No que concerne o depoimento especial, em que pese a contribuição de sua regulamentação para garantir uma oitiva menos revitimizante, é visto no sistema de justiça tão só a simplória aplicação de uma metodologia e protocolos, que não promovem a dialética, fazendo com que os atores do direito não visualizem e identifiquem os problemas e equívocos que venham a ocorrer durante uma oitiva.

Dada a importância da problemática, no livro, faz-se referências a doutrinadores que o reconhecem como compatível a um sistema inquisitório e não acusatório, sendo o magistrado, protagonista na atividade de resgatar a verdade, desprovido de contraditório.

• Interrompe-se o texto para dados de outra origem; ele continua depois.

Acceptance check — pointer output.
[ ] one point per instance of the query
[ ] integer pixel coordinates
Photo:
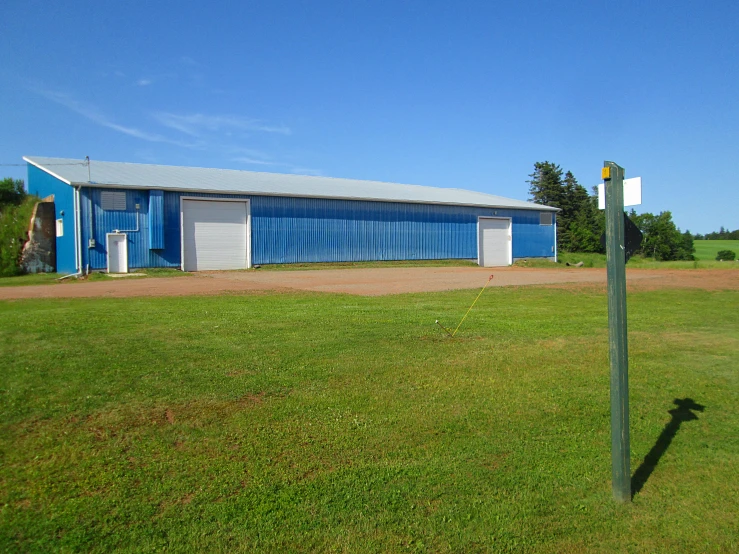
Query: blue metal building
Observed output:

Na busca desta verdade, deve-se considerar que o tema probatório remete a uma realidade muitas vezes remota, que na memória, pode estar inibida por mecanismos variados.

A partir de estudos exemplificados, as autoras refletem a habilidade cognitiva para testemunhar, na medida em que a sugestionabilidade, a persuasão e a diferenciação entre fantasia e realidade, são questões que interferem na oitiva da criança e do adolescente, prejudicando o desfecho processual.

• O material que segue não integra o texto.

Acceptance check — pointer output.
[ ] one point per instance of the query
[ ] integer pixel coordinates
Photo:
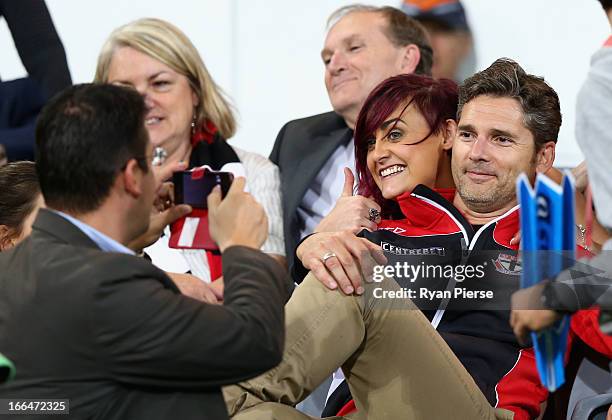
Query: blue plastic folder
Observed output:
(548, 246)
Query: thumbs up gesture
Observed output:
(351, 212)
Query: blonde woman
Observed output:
(191, 119)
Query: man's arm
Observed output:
(149, 335)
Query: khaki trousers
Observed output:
(396, 365)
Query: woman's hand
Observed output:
(340, 258)
(351, 212)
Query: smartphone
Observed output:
(192, 187)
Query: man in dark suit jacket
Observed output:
(364, 46)
(86, 320)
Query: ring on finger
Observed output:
(327, 256)
(373, 214)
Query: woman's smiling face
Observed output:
(402, 154)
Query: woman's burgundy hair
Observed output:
(436, 100)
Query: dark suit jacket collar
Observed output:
(55, 225)
(322, 147)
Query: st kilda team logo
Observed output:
(508, 264)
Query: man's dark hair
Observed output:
(506, 79)
(18, 194)
(606, 4)
(401, 30)
(84, 137)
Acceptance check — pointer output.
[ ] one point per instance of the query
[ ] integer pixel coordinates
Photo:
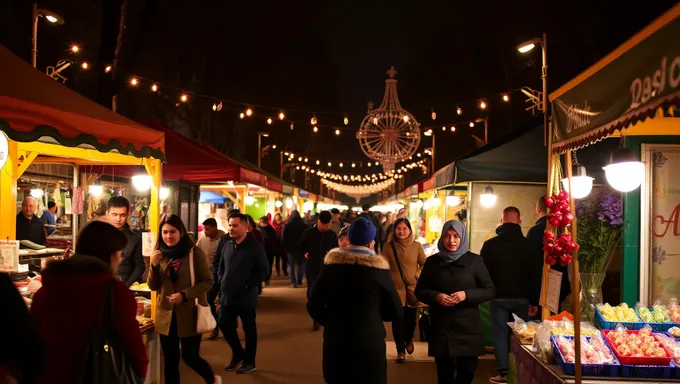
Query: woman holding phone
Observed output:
(170, 276)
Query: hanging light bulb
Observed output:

Por não serem fáceis de serem resolvidas pragmaticamente é que a obra ressalta em diversos trechos a importância da capacitação de todos os profissionais que se deparam com a investigação de violência vivenciada pela criança ou adolescente.

Práticas interdisciplinares estão previstas no texto da lei, sendo que a sua plena efetividade na prática é o único caminho de garantir os direitos da criança e do adolescente, respeitando a condição peculiar de pessoa em desenvolvimento.

Ao utilizar estudos e casos práticos para discutir como a teoria é aplicada na prática, as autoras apresentam como os procedimentos e legislações têm evoluído na proteção das crianças e adolescentes em contextos judiciais. No entanto, não deixam de pontuar os mais diversos desafios enfrentados na implementação de práticas não revitimizantes, como também, as possíveis melhorias através de atualizações legislativas para melhor atender às necessidades das crianças e adolescentes envolvidos em processos judiciais.

 

Notas e referências

REICHENHEIM, Eduardo Michael; MORAES, Leite Claudia. Adaptação transcultural do instrumento Parent-Child Conflict Tactics Scales (CTSPC) utilizado para identificar a violência contra a criança. Cad. de Saúde Pública, 2003, v. 19, n. 6. p. 1701-12. Disponível em: https://www.scielo.br/j/csp/a/BCFTCTRgH7Z7mgm6zSz6j5m/?lang=pt. Acesso em: 07.maio. 2024.

VERONESE, Josiane Rose Petry; ZANETTE, Sandra Muriel Zadroski. Depoimento Especial e Escuta Especializada: sob a ótica do Sistema de Garantias de Direitos da Criança e Adolescente. 1. ed. Florianópolis: Habitus, 2024.